Pourtant, BIS et son fondateur ont également beaucoup réfléchi au modèle économique autour de la manière dont les parties prenantes ont été rémunérées pour les travaux. Il s’avère que les mêmes complexités autour de tous les différents types de métadonnées se traduisent également par de nombreuses complexités commerciales.

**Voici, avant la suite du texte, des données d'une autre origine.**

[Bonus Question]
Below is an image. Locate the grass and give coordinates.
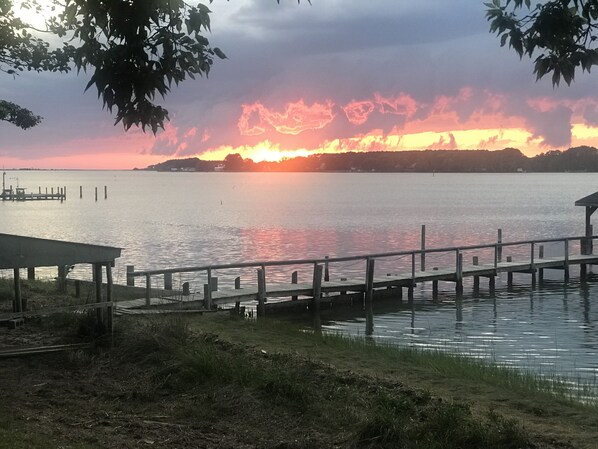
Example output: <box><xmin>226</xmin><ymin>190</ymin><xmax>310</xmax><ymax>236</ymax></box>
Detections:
<box><xmin>0</xmin><ymin>292</ymin><xmax>598</xmax><ymax>449</ymax></box>
<box><xmin>108</xmin><ymin>318</ymin><xmax>531</xmax><ymax>449</ymax></box>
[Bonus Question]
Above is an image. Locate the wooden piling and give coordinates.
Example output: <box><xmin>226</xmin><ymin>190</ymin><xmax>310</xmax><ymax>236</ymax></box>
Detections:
<box><xmin>12</xmin><ymin>268</ymin><xmax>23</xmax><ymax>313</ymax></box>
<box><xmin>365</xmin><ymin>258</ymin><xmax>376</xmax><ymax>335</ymax></box>
<box><xmin>473</xmin><ymin>256</ymin><xmax>480</xmax><ymax>295</ymax></box>
<box><xmin>127</xmin><ymin>265</ymin><xmax>135</xmax><ymax>287</ymax></box>
<box><xmin>235</xmin><ymin>276</ymin><xmax>241</xmax><ymax>316</ymax></box>
<box><xmin>145</xmin><ymin>274</ymin><xmax>152</xmax><ymax>307</ymax></box>
<box><xmin>455</xmin><ymin>250</ymin><xmax>463</xmax><ymax>294</ymax></box>
<box><xmin>291</xmin><ymin>271</ymin><xmax>299</xmax><ymax>301</ymax></box>
<box><xmin>420</xmin><ymin>225</ymin><xmax>426</xmax><ymax>271</ymax></box>
<box><xmin>257</xmin><ymin>268</ymin><xmax>266</xmax><ymax>318</ymax></box>
<box><xmin>105</xmin><ymin>263</ymin><xmax>114</xmax><ymax>336</ymax></box>
<box><xmin>164</xmin><ymin>273</ymin><xmax>172</xmax><ymax>290</ymax></box>
<box><xmin>93</xmin><ymin>263</ymin><xmax>106</xmax><ymax>330</ymax></box>
<box><xmin>496</xmin><ymin>229</ymin><xmax>502</xmax><ymax>262</ymax></box>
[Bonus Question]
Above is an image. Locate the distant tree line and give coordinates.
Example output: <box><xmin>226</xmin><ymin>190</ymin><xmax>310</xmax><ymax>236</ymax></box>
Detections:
<box><xmin>146</xmin><ymin>146</ymin><xmax>598</xmax><ymax>173</ymax></box>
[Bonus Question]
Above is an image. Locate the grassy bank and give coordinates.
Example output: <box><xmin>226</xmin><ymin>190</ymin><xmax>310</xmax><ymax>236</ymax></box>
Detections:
<box><xmin>0</xmin><ymin>314</ymin><xmax>598</xmax><ymax>449</ymax></box>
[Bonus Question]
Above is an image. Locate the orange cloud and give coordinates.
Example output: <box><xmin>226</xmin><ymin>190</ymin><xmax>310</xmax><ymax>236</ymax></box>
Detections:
<box><xmin>374</xmin><ymin>94</ymin><xmax>417</xmax><ymax>117</ymax></box>
<box><xmin>343</xmin><ymin>100</ymin><xmax>374</xmax><ymax>125</ymax></box>
<box><xmin>237</xmin><ymin>100</ymin><xmax>335</xmax><ymax>136</ymax></box>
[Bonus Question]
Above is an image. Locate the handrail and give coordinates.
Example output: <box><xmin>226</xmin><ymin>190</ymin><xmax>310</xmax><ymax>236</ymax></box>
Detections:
<box><xmin>127</xmin><ymin>236</ymin><xmax>598</xmax><ymax>277</ymax></box>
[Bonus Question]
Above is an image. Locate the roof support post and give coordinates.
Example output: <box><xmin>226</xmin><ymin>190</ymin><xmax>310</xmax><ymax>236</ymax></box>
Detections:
<box><xmin>12</xmin><ymin>268</ymin><xmax>23</xmax><ymax>313</ymax></box>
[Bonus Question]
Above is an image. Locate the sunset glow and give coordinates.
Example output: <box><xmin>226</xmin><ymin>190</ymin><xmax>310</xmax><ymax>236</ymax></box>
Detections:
<box><xmin>0</xmin><ymin>0</ymin><xmax>598</xmax><ymax>169</ymax></box>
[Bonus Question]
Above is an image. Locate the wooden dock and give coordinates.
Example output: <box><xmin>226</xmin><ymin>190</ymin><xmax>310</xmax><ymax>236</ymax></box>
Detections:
<box><xmin>127</xmin><ymin>231</ymin><xmax>598</xmax><ymax>317</ymax></box>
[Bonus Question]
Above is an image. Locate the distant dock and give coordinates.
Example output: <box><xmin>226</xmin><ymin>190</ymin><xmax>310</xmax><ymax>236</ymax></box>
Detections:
<box><xmin>123</xmin><ymin>228</ymin><xmax>598</xmax><ymax>326</ymax></box>
<box><xmin>0</xmin><ymin>172</ymin><xmax>66</xmax><ymax>201</ymax></box>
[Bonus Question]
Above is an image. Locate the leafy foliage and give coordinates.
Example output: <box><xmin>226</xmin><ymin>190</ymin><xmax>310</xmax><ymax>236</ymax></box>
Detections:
<box><xmin>50</xmin><ymin>0</ymin><xmax>226</xmax><ymax>133</ymax></box>
<box><xmin>0</xmin><ymin>100</ymin><xmax>42</xmax><ymax>129</ymax></box>
<box><xmin>0</xmin><ymin>0</ymin><xmax>226</xmax><ymax>133</ymax></box>
<box><xmin>485</xmin><ymin>0</ymin><xmax>598</xmax><ymax>86</ymax></box>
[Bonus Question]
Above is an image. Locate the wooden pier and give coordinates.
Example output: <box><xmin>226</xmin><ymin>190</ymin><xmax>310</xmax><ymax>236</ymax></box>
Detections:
<box><xmin>127</xmin><ymin>228</ymin><xmax>598</xmax><ymax>317</ymax></box>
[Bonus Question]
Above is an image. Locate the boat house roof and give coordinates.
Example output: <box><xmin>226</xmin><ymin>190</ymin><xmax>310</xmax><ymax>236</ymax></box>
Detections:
<box><xmin>0</xmin><ymin>234</ymin><xmax>121</xmax><ymax>269</ymax></box>
<box><xmin>575</xmin><ymin>192</ymin><xmax>598</xmax><ymax>207</ymax></box>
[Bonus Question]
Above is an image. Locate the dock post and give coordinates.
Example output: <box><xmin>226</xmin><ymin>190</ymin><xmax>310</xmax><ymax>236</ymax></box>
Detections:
<box><xmin>564</xmin><ymin>239</ymin><xmax>569</xmax><ymax>283</ymax></box>
<box><xmin>127</xmin><ymin>265</ymin><xmax>135</xmax><ymax>287</ymax></box>
<box><xmin>538</xmin><ymin>245</ymin><xmax>544</xmax><ymax>284</ymax></box>
<box><xmin>420</xmin><ymin>225</ymin><xmax>426</xmax><ymax>271</ymax></box>
<box><xmin>311</xmin><ymin>263</ymin><xmax>324</xmax><ymax>333</ymax></box>
<box><xmin>455</xmin><ymin>250</ymin><xmax>463</xmax><ymax>295</ymax></box>
<box><xmin>93</xmin><ymin>263</ymin><xmax>106</xmax><ymax>330</ymax></box>
<box><xmin>365</xmin><ymin>258</ymin><xmax>376</xmax><ymax>335</ymax></box>
<box><xmin>257</xmin><ymin>268</ymin><xmax>266</xmax><ymax>318</ymax></box>
<box><xmin>473</xmin><ymin>256</ymin><xmax>480</xmax><ymax>295</ymax></box>
<box><xmin>407</xmin><ymin>282</ymin><xmax>415</xmax><ymax>304</ymax></box>
<box><xmin>106</xmin><ymin>263</ymin><xmax>114</xmax><ymax>338</ymax></box>
<box><xmin>164</xmin><ymin>273</ymin><xmax>172</xmax><ymax>290</ymax></box>
<box><xmin>235</xmin><ymin>276</ymin><xmax>241</xmax><ymax>316</ymax></box>
<box><xmin>12</xmin><ymin>268</ymin><xmax>23</xmax><ymax>312</ymax></box>
<box><xmin>291</xmin><ymin>271</ymin><xmax>299</xmax><ymax>301</ymax></box>
<box><xmin>145</xmin><ymin>274</ymin><xmax>152</xmax><ymax>307</ymax></box>
<box><xmin>203</xmin><ymin>268</ymin><xmax>214</xmax><ymax>310</ymax></box>
<box><xmin>496</xmin><ymin>229</ymin><xmax>502</xmax><ymax>262</ymax></box>
<box><xmin>488</xmin><ymin>276</ymin><xmax>496</xmax><ymax>295</ymax></box>
<box><xmin>58</xmin><ymin>265</ymin><xmax>66</xmax><ymax>293</ymax></box>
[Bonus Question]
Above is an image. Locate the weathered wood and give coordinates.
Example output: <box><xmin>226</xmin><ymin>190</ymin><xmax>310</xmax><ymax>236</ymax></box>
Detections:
<box><xmin>291</xmin><ymin>271</ymin><xmax>299</xmax><ymax>301</ymax></box>
<box><xmin>257</xmin><ymin>268</ymin><xmax>266</xmax><ymax>317</ymax></box>
<box><xmin>145</xmin><ymin>274</ymin><xmax>152</xmax><ymax>307</ymax></box>
<box><xmin>164</xmin><ymin>273</ymin><xmax>172</xmax><ymax>290</ymax></box>
<box><xmin>365</xmin><ymin>259</ymin><xmax>376</xmax><ymax>335</ymax></box>
<box><xmin>106</xmin><ymin>263</ymin><xmax>114</xmax><ymax>336</ymax></box>
<box><xmin>473</xmin><ymin>256</ymin><xmax>480</xmax><ymax>295</ymax></box>
<box><xmin>420</xmin><ymin>225</ymin><xmax>426</xmax><ymax>271</ymax></box>
<box><xmin>93</xmin><ymin>263</ymin><xmax>106</xmax><ymax>329</ymax></box>
<box><xmin>12</xmin><ymin>268</ymin><xmax>23</xmax><ymax>313</ymax></box>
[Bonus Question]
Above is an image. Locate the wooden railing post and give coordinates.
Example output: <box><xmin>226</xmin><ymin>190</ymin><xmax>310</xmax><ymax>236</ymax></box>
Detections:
<box><xmin>365</xmin><ymin>257</ymin><xmax>376</xmax><ymax>335</ymax></box>
<box><xmin>203</xmin><ymin>268</ymin><xmax>214</xmax><ymax>310</ymax></box>
<box><xmin>127</xmin><ymin>265</ymin><xmax>135</xmax><ymax>286</ymax></box>
<box><xmin>145</xmin><ymin>274</ymin><xmax>152</xmax><ymax>307</ymax></box>
<box><xmin>291</xmin><ymin>270</ymin><xmax>299</xmax><ymax>301</ymax></box>
<box><xmin>257</xmin><ymin>268</ymin><xmax>266</xmax><ymax>318</ymax></box>
<box><xmin>564</xmin><ymin>239</ymin><xmax>569</xmax><ymax>282</ymax></box>
<box><xmin>420</xmin><ymin>225</ymin><xmax>426</xmax><ymax>271</ymax></box>
<box><xmin>455</xmin><ymin>249</ymin><xmax>463</xmax><ymax>293</ymax></box>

« Nous ne payons pas de cachets forfaitaires, mais essayons de former un partenariat sous la forme d’une part de redevances importante pour les artistes », a-t-il déclaré dans la même interview. « Cela présente plusieurs avantages : nous sommes tous payés sur la façon dont le disque est vendu, ce qui dans de nombreux cas est bien plus que ce qu’aurait été un montant forfaitaire et, bien sûr, nous sommes en mesure de réaliser des programmes plus audacieux lorsque la mise initiale est insuffisante. Ce n’est pas totalement paralysant. BIS emploie des producteurs, des ingénieurs et d’autres techniciens pour gérer les enregistrements, mais la société a sa propre expérience dans la manière de gérer les autres membres de l’écosystème qui souhaiteraient une réduction des ventes, comme ceux qui détiennent les droits d’édition – des mots intéressants compte tenu de la façon dont les batailles à ce sujet se sont poursuivies dans le monde du streaming.
« La véritable pierre d’achoppement, dit-il, ce sont les frais exorbitants que certains éditeurs, heureusement pas tous, demandent pour permettre à quelqu’un de prendre un risque énorme en enregistrant des œuvres dont il ne sait pas toujours qu’il possède. Ne se contentant pas d’encaisser une grande partie des droits d’auteur que nous payons lors de la vente du CD, ils veulent percevoir une somme énorme pour nous envoyer le matériel (partitions et parties) pour l’enregistrement, matériel qui est souvent dans un tel état. que l’enregistrement doit être reporté, voire annulé.
Bien entendu, Apple, en rachetant un label, réduit encore davantage le nombre de chaises autour de la table des négociations pour l’avenir.